İsrail aynı şekilde, ABD’nin arabuluculuğuyla deniz sınırı görüşmeleri yaptığı eski düşmanı Lübnan toprakları yakınlarındaki deniz altı doğalgaz sahalarını korumak istiyor. Ancak şu ana kadar herhangi bir sonuç elde edemedi. İsrail Cumhurbaşkanı Reuven Rivlin Hayfa Limanı’ndaki devir teslim töreninde yaptığı konuşmada, “İsrail kıyıları açıklarında doğalgaz yataklarının keşfedilmesi sevinci, bu yatakları koruma altına almayı sağlayan bir plan geliştirmeyi gerekli kılıyor” ifadelerine yer verdi.

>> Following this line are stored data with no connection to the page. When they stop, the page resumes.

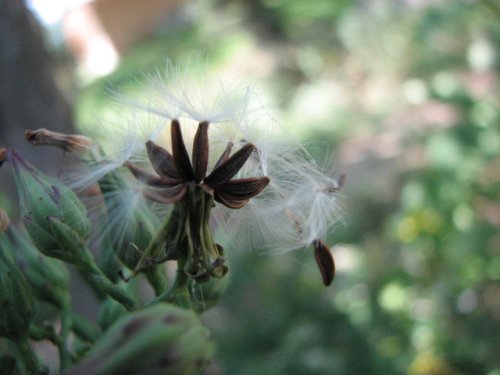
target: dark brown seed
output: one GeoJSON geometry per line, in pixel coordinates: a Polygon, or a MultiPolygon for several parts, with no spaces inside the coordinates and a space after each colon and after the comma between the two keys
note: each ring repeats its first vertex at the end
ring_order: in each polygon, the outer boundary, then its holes
{"type": "Polygon", "coordinates": [[[233,142],[228,142],[227,143],[227,146],[226,146],[226,149],[224,150],[224,152],[221,154],[221,156],[219,156],[219,159],[217,160],[217,162],[215,163],[214,165],[214,169],[217,168],[219,165],[221,165],[222,163],[224,163],[227,159],[229,159],[229,155],[231,155],[231,150],[233,149],[233,142]]]}
{"type": "Polygon", "coordinates": [[[7,151],[4,148],[0,148],[0,167],[6,159],[7,151]]]}
{"type": "Polygon", "coordinates": [[[189,160],[186,144],[182,139],[181,124],[179,121],[172,120],[170,134],[172,137],[172,155],[174,157],[177,172],[185,181],[193,181],[193,167],[191,166],[191,161],[189,160]]]}
{"type": "Polygon", "coordinates": [[[269,184],[269,177],[242,178],[220,184],[216,190],[232,200],[248,200],[258,195],[269,184]]]}
{"type": "Polygon", "coordinates": [[[323,278],[323,284],[328,286],[332,283],[333,278],[335,277],[335,262],[333,260],[333,255],[328,246],[326,246],[321,240],[315,240],[313,242],[313,246],[314,257],[316,258],[319,272],[323,278]]]}
{"type": "Polygon", "coordinates": [[[194,179],[200,182],[207,173],[208,165],[208,122],[203,121],[198,125],[198,130],[193,141],[193,170],[194,179]]]}
{"type": "Polygon", "coordinates": [[[170,155],[170,152],[153,141],[146,142],[146,150],[153,169],[160,177],[171,184],[181,181],[179,172],[175,167],[174,158],[170,155]]]}
{"type": "Polygon", "coordinates": [[[240,148],[233,156],[215,168],[205,179],[205,183],[215,187],[229,181],[243,167],[254,149],[255,146],[251,143],[240,148]]]}
{"type": "Polygon", "coordinates": [[[158,203],[172,204],[179,202],[186,194],[187,186],[180,184],[171,188],[157,191],[145,190],[144,196],[158,203]]]}
{"type": "Polygon", "coordinates": [[[167,178],[155,176],[154,174],[149,173],[145,169],[142,169],[129,161],[126,161],[123,165],[128,168],[128,170],[134,175],[135,178],[149,186],[168,187],[178,185],[181,182],[181,180],[179,179],[170,180],[167,178]]]}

İsrail donanması, İran tarafından desteklenen Lübnan “Hizbullah’ını” gaz yatakları için bir tehlike olarak görüyor. Özellikle de Tahran’ın geçtiğimiz Cuma günü meydana gelen suikastta İranlı nükleer fizikçi Muhsin Fahrizade’nin öldürülmesine karşılık vereceğinin sözünü vermesi ve İran’ın bu suikasttan İsrail’i sorumlu olmakla suçlaması sonrasında tehlikenin arttığını düşünüyor.
İsrailli bir güvenlik yetkilisi Reuters’a yaptığı açıklamada, “İranlılar bunun gibi büyük hedefleri az bir kayıpla vurmanın yollarını arıyorlar. Bu, onları umdukları gibi bir şiddeti tırmandırma fırsatını sınırlamak anlamına geliyor” dedi ve “asıl soru, Hizbullah şimdi buna bir karşılık verecek mi?” ifadelerine yer verdi.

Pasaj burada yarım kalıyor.